Em nota publicada pelo jornal Folha de S.Paulo, a polícia afirmou que a investigação "é conduzida de forma técnica e imparcial, na busca da verdade dos fatos, para reunir provas do crime e identificar os agressores, os culpados pelo crime".

Provas
 
A advogada da vítima também critica o fato de o delegado não ter pedido a prisão preventiva dos suspeitos ouvidos pela política.

"Ele (o advogado) reitera que divulgar imagens como essas envolvendo menores é crime, chama os suspeitos para depor, eles confessam e daí eles são liberados? Não consigo entender. O vídeo não é prova o suficiente?"

Samy afirma ainda que o fato de a gravação mostrar que a garota está desacordada já é prova o suficiente de estupro. O delegado, no entanto, alegou que não ainda havia subsídios para pedir a prisão preventiva.
Para o procurador de Justiça Mario Sarrubbo, professor da Faculdade de Direito da Faap, de São Paulo, o vídeo que mostra a garota deitada e desacordada enquanto os rapazes tocam suas partes íntimas e debocham é um "indício forte" de que houve o estupro, e deve ser confrontado com outras provas.

"Eu teria pedido a preventiva. Temos um vídeo com confissão", diz ele. "Eles afirmam (em gíria própria) que houve estupro."

No vídeo, um dos rapazes diz: "Mais de 30 engravidou". Em uma foto divulgada também pelo Twitter é possível até ver o rosto de um deles, que posa para a câmera em frente à menina.

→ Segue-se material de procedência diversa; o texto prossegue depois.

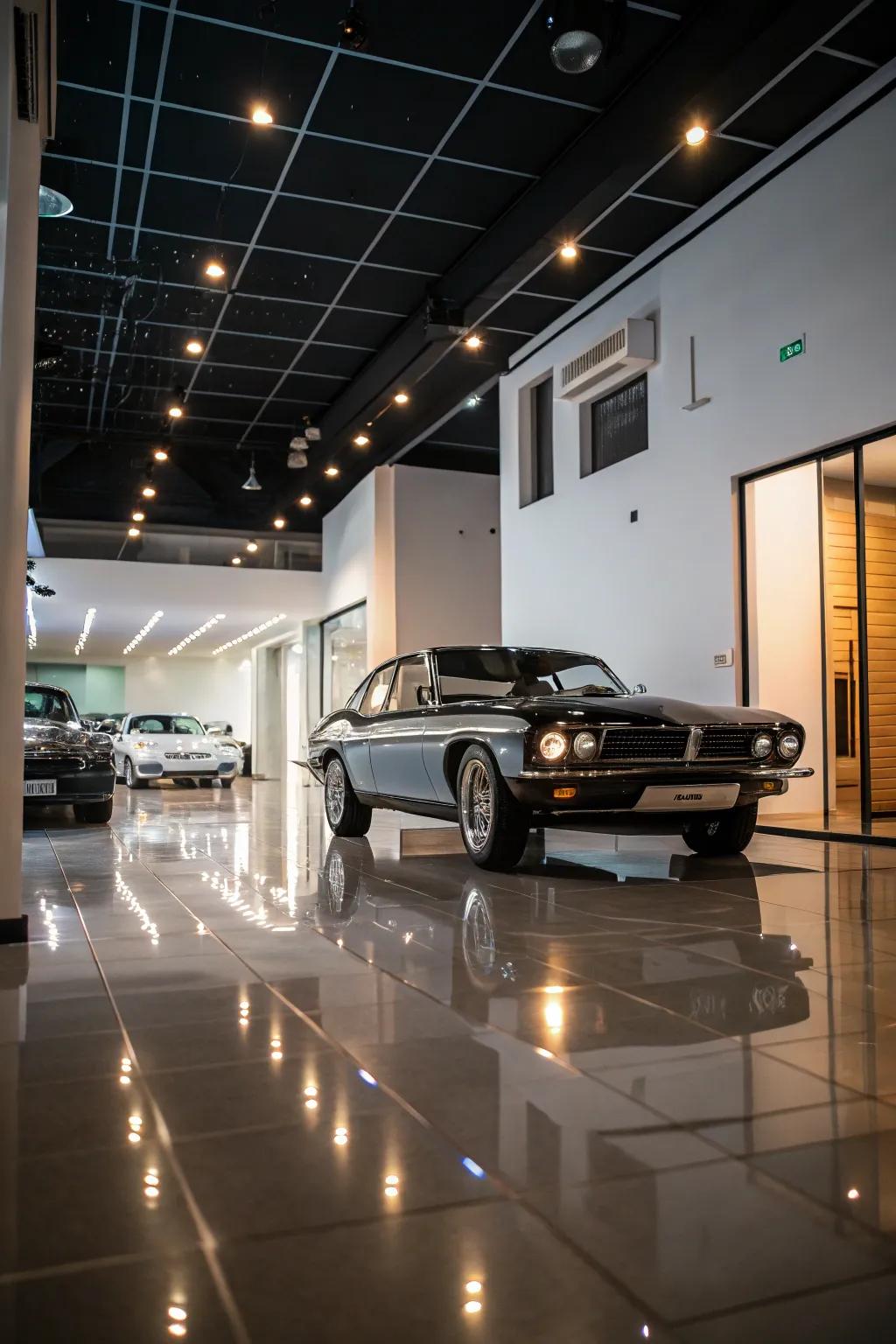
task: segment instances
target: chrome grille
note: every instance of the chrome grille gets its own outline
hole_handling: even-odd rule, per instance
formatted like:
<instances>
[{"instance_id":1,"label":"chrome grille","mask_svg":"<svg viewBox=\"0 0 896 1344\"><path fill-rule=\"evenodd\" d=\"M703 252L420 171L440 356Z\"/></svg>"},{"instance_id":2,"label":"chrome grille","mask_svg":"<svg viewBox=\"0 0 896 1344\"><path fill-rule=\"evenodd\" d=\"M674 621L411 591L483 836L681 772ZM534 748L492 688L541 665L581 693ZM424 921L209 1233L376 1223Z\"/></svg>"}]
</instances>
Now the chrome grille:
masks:
<instances>
[{"instance_id":1,"label":"chrome grille","mask_svg":"<svg viewBox=\"0 0 896 1344\"><path fill-rule=\"evenodd\" d=\"M708 758L752 761L752 739L758 731L758 728L729 727L724 723L704 728L697 761L707 761Z\"/></svg>"},{"instance_id":2,"label":"chrome grille","mask_svg":"<svg viewBox=\"0 0 896 1344\"><path fill-rule=\"evenodd\" d=\"M607 728L602 761L684 761L689 728Z\"/></svg>"}]
</instances>

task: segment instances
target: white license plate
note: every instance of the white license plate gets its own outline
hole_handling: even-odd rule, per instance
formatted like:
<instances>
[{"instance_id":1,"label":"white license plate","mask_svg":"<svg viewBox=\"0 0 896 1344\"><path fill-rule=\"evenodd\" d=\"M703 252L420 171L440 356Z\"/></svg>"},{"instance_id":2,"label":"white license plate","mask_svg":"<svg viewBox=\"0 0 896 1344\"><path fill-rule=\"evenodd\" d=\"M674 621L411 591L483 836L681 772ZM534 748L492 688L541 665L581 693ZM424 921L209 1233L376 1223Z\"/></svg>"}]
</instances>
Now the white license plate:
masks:
<instances>
[{"instance_id":1,"label":"white license plate","mask_svg":"<svg viewBox=\"0 0 896 1344\"><path fill-rule=\"evenodd\" d=\"M739 784L650 784L634 812L721 812L733 808Z\"/></svg>"}]
</instances>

O Código Penal Brasileiro, em seu artigo 213 (alterado pela Lei 12.015/09), considera atos libidinosos não consentidos como crime de estupro.

"Constranger alguém, mediante violência ou grave ameaça, a ter conjunção carnal ou a praticar ou permitir que com ele se pratique outro ato libidinoso", descreve a lei.

"Incorre na mesma pena quem pratica as ações descritas com alguém que por enfermidade ou deficiência mental, não tem o necessário discernimento para a prática do ato, ou que, por qualquer outra causa, não pode oferecer resistência", acrescenta.

Enviar vídeos ou fotos de menores de idade é crime previsto no Estatuto da Criança e do Adolescente (ECA), com pena de três a seis anos de prisão.

'Nítido'
 
"É nítido no vídeo que ela não tinha condições de manifestar sua vontade ou não (de consentir o sexo). É claro que ela está dopada e/ou desacordada e, portanto, vulnerável. Isso por si só já está tipificado no Código Penal como violência sexual mediante fraude", avalia a advogada Ana Lucia Keunecke, diretora jurídica da ONG de defesa dos direitos das mulheres Artemis.

"Não havendo assim nenhuma necessidade de outras provas, já havendo indícios suficientes para o pedido de prisão preventiva dos suspeitos."

Segundo ela, é comum ver delegados fazendo com que a vítima prove que houve estupro.
"Não creio que o fato de não se ter pedido a prisão preventiva dos suspeitos seja despreparo da autoridade, é cultura do machismo, cultura do estupro", afirma Ana Lucia.

Trauma
 
A advogada da adolescente também diz ter ficado revoltada com o fato de o delegado ter marcado o depoimento dos suspeitos para o mesmo momento em que a adolescente estava na delegacia. "Exatamente no mesmo horário e local. Ela ficou ainda mais abalada."

Segundo Samy, a jovem está extremamente traumatizada. "Ela está começando a apresentar sintomas de síndrome de pânico. Não quer sair de casa. Está muito abalada."

A advogada diz que o Estado não ofereceu nenhum tipo de acompanhamento psicológico - ela mesma teria conseguido o apoio de um profissional para sua cliente.